Asya · September 29, 2021, 10:38pm

I wrote a CustomImageDataset class, it now allows me to access image file names, but I now got another problem - it started to be way slower than when I used datasets.ImageFolder with torch.utils.data.DataLoader

Could you please advise what should I change to make it faster? (and one more problem I have is that I can’t use big batch size as it doesn’t fit in GPU memory despite that I do del my_vars and torch.cuda.empty_cache()

class CustomImageDataset(Dataset):
    def __init__(self, annotations_file): 
        self.img_labels = annotations_file

    def __len__(self):
        return len(self.img_labels)

    def __getitem__(self, idx, idx2):
        img_path = self.img_labels[self.img_labels.columns[0]][idx:idx2]
        all_imgs = np.empty((0, 3, img_width, img_height), float)
        for imid in img_path:
            image = Image.open(imid)
            image = transforms.Scale((img_width, img_height), interpolation=2)(image)
            image = transforms.ToTensor()(image)
            image = image.unsqueeze(0)
            all_imgs = np.append(all_imgs, image, axis=0)

        label = torch.tensor(self.img_labels['class'][idx:idx2].values)
        all_imgs = torch.tensor(all_imgs)
        return all_imgs, label, img_path

df = pd.DataFrame(pics, columns = ['img_paths'])
df['class'] = df['img_paths'].apply(lambda row: row.split('/')[3]).astype('category').cat.codes.astype(int)
classes = np.unique(df['class'])
df = shuffle(df)
train_data = df[0:(len(df)/ /10)*7]
val_data = df[len(train_data):(len(df)/ /10)*9]
test_data =  df[len(train_data)+len(val_data):]
train_data = CustomImageDataset(train_data)
val_data = CustomImageDataset(val_data)
test_data = CustomImageDataset(test_data)

ptrblck · September 30, 2021, 12:06am

I don’t know how your custom Dataset works exactly as it seems a custom sampler would be needed, since __getitem__ expects two index values? If that’s the case, how many images are you loading? ImageFolder would load a single sample in the __getitem__ and I don’t know how you let it load two images so what’s the baseline you are comparing against?
To get some speedup you could use tensor = torch.from_numpy(arr) to share the underlying data instead of creating a copy via tensor = torch.tensor(arr).

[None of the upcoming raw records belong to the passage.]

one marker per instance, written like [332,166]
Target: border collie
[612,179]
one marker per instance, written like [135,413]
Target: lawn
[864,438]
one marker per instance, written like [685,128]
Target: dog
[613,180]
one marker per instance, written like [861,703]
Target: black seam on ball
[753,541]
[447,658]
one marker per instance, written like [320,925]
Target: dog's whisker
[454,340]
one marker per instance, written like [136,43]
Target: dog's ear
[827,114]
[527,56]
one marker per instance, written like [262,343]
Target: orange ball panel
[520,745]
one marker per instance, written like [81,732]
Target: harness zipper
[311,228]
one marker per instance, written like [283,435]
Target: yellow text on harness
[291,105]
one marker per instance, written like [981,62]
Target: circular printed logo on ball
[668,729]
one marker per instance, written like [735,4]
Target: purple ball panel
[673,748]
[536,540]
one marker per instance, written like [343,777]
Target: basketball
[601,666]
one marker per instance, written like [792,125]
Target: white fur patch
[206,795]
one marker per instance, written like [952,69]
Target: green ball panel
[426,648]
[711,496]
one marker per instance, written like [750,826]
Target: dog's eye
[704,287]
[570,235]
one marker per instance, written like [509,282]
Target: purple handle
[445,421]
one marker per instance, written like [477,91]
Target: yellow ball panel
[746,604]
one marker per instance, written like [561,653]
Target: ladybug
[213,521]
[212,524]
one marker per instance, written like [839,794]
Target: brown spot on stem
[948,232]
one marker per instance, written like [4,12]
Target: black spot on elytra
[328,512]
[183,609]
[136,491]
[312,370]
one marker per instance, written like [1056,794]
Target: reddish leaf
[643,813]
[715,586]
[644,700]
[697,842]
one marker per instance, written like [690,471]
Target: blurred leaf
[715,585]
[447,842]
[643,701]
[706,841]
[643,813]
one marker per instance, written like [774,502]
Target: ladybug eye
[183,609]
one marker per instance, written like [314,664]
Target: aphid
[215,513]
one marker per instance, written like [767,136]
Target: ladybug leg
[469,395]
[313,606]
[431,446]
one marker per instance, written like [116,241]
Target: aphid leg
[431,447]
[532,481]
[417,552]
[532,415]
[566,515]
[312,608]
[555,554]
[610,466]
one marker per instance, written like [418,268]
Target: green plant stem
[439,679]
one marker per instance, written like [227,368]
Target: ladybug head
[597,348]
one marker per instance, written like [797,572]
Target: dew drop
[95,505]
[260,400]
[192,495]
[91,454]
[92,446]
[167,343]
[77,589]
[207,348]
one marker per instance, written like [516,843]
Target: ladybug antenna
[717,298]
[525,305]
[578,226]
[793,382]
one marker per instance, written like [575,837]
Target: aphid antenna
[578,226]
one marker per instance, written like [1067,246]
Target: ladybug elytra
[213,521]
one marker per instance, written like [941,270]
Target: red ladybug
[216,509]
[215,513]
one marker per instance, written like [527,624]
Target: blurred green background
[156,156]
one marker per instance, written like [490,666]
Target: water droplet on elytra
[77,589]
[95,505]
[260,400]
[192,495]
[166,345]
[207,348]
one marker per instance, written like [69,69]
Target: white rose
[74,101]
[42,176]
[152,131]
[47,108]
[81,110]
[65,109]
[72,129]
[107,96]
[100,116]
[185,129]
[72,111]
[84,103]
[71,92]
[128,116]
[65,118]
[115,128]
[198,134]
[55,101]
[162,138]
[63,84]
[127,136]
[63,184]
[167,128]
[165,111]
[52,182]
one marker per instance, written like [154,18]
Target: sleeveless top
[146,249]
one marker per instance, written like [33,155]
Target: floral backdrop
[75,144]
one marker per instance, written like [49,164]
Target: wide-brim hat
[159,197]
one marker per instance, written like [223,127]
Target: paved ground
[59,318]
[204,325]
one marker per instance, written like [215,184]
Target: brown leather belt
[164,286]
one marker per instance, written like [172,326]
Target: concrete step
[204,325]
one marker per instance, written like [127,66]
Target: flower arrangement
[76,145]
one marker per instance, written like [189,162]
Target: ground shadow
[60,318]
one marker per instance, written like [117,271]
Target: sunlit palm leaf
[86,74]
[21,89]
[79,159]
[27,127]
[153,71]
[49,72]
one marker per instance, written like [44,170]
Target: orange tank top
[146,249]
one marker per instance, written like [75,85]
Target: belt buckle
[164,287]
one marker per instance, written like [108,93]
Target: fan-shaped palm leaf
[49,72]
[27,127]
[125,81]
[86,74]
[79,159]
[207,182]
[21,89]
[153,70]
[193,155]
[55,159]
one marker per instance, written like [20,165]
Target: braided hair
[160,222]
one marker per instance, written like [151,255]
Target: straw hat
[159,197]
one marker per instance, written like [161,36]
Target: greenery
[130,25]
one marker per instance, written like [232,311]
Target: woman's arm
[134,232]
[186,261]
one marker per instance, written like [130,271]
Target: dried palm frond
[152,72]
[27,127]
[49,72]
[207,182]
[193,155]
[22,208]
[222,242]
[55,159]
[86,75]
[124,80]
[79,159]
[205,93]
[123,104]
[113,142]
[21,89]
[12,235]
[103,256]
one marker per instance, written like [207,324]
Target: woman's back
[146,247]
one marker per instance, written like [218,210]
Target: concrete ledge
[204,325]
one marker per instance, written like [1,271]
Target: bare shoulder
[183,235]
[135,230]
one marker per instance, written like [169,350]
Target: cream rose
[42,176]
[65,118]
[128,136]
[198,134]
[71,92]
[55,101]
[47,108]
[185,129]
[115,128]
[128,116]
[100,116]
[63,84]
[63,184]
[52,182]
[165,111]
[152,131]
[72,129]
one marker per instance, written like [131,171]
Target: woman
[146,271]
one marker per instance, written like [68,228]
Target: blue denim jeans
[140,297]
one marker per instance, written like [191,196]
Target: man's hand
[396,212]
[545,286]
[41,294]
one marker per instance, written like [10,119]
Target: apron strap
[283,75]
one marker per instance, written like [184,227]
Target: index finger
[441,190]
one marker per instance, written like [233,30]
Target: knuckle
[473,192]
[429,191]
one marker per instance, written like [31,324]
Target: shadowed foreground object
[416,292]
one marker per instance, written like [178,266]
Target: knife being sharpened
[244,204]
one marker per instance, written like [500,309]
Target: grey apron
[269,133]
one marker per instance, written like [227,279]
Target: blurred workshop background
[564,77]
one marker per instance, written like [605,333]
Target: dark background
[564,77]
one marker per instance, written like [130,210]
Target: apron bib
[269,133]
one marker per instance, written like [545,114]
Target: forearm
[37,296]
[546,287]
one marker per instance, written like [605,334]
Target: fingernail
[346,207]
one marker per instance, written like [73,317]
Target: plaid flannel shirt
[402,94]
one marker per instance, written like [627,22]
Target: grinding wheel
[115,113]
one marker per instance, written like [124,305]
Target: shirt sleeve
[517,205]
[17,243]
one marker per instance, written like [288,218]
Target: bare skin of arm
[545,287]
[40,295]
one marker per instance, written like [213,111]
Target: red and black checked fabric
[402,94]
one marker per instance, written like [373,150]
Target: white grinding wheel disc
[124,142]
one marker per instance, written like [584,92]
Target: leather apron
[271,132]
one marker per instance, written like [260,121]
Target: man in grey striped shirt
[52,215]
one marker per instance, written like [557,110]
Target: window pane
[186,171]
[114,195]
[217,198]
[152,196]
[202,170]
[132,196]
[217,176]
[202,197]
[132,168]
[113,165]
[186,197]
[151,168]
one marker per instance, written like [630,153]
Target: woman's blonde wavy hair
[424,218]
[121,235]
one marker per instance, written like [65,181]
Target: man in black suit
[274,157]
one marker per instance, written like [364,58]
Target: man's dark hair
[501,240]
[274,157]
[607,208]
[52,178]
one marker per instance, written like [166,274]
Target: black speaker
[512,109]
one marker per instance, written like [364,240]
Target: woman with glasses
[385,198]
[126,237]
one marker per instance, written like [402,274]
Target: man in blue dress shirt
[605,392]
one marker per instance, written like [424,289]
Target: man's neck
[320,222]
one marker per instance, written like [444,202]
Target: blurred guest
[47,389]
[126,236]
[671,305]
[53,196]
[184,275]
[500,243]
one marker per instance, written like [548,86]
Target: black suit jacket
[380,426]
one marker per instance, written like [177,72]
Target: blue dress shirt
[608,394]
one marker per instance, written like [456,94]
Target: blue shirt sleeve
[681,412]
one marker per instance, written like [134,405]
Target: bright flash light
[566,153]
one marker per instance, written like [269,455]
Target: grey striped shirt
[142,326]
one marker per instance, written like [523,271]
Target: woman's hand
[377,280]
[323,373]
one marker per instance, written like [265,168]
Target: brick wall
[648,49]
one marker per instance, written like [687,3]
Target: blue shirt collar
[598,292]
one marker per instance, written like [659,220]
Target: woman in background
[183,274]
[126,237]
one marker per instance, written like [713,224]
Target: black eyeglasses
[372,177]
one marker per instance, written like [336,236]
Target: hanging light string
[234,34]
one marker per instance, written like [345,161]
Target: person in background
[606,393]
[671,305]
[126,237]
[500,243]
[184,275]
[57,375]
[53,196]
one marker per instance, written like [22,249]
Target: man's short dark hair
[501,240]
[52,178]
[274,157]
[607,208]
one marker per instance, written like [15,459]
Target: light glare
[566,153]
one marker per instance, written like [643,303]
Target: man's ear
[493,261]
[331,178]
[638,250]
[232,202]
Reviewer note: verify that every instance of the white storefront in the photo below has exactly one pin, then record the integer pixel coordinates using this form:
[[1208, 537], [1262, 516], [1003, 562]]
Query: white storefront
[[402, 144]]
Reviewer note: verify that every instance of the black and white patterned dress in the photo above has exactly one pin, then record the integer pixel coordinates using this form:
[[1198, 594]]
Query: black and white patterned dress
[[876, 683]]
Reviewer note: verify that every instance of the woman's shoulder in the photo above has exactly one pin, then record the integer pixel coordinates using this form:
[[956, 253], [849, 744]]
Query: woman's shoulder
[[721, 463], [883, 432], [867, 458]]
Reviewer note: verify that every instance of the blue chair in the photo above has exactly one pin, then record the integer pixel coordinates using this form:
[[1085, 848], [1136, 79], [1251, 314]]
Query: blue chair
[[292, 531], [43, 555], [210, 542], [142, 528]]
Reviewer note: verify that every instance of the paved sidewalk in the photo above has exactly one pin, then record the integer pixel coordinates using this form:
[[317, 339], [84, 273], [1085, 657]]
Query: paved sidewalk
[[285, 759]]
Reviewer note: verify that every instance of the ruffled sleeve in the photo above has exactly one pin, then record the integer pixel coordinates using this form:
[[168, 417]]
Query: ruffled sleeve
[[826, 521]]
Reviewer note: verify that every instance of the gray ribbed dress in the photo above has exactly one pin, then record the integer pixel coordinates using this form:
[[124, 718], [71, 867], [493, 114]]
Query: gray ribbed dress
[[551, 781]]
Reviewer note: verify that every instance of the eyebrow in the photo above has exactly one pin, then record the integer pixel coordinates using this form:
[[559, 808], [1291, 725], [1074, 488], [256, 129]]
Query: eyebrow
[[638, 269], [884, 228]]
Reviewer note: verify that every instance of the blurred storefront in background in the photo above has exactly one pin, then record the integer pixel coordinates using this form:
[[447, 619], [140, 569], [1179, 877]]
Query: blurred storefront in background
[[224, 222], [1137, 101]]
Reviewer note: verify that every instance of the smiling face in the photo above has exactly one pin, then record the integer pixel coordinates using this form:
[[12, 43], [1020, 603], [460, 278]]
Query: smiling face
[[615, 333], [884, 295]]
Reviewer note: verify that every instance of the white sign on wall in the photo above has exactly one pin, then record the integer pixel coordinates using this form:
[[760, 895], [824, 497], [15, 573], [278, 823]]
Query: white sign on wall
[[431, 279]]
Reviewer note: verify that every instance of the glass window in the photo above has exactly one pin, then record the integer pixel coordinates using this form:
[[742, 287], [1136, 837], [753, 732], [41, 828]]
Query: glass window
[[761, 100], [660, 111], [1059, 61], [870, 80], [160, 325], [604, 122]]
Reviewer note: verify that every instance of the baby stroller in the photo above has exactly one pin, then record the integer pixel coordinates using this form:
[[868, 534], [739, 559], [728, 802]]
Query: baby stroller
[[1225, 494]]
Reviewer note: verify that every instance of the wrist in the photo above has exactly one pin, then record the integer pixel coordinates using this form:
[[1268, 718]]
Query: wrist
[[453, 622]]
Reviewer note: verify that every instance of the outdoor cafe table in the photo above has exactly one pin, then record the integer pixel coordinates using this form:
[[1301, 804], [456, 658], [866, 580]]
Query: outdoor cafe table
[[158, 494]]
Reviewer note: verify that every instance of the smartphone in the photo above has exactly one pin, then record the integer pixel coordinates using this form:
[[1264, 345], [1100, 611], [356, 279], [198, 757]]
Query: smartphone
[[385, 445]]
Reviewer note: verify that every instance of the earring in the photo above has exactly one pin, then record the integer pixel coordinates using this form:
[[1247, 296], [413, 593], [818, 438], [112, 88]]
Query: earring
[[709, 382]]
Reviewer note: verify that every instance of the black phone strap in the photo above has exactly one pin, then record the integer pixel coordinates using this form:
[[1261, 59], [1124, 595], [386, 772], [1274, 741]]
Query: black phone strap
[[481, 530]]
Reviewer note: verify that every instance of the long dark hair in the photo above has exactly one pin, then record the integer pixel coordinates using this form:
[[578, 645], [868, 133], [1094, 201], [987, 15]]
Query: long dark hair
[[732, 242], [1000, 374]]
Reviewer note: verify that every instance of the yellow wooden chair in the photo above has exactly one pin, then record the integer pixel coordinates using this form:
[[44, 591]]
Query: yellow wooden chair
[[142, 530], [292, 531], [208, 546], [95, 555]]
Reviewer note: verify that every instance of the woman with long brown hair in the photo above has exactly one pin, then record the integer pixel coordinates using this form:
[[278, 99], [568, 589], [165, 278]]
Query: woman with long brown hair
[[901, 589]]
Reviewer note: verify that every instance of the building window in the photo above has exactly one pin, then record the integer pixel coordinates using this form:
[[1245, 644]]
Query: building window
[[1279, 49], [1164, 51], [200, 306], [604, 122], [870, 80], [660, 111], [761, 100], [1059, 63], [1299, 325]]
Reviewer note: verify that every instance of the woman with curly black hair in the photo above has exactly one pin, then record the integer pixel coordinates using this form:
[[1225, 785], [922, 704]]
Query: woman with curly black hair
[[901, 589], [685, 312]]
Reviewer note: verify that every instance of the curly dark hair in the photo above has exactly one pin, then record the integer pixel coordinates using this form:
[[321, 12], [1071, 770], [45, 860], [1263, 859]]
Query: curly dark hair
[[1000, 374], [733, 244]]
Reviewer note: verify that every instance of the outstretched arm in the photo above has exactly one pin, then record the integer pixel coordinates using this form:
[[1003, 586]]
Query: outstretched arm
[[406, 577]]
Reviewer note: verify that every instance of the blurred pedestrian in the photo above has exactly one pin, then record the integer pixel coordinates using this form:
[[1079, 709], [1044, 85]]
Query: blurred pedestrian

I don’t know what my_vars is, but you might need to reduce the batch size to be able to train your model. Deleting unused tensors would reduce the memory requirement, but calling empty_cache() would slow down your code without avoiding the OOM issue.

Asya · September 30, 2021, 12:57am

I’m using two index values in __getitem__ to create a batch:
data, labels, img_path = train_data.__getitem__(i, i + batch_size)
where I will be able to access image file names, so indices are just for batch slicing

the total number of images is around 80k (currently wikiart dataset, but later i will have to use 300k+ set of images) so I’m not able to keep the whole set of images together in memory, and I’m trying to find the most efficient way to load them by batches

my_vars it’s just all my variables that I am deleting after use (but it’s still not enough)

and seems like Im not able to use batch > 80 ( but when I load images with datasets.ImageFolder without image file names, I can easily use batch size 300 for example )

Asya · September 30, 2021, 2:03am

i measured the time and it turnes out that slowness came from loss.backward() - it takes up to 20 seconds per batch now

but when I was loading images via datasets.ImageFolder it was way faster

ptrblck · September 30, 2021, 5:27am

The loss.backward operation isn’t sped up or slowed down by the usage of another Dataset, but depends on the model architecture as well as input shapes.
If you’ve increased the input shapes in the new workflow, a slow down might be expected. Otherwise, I would guess you are timing your code wrong.

Your current __getitem__ approach would not leverage the DataLoader, which could pre-load the batches using multiprocessing. If you want to load an entire batch in each worker, use the BatchSampler instead.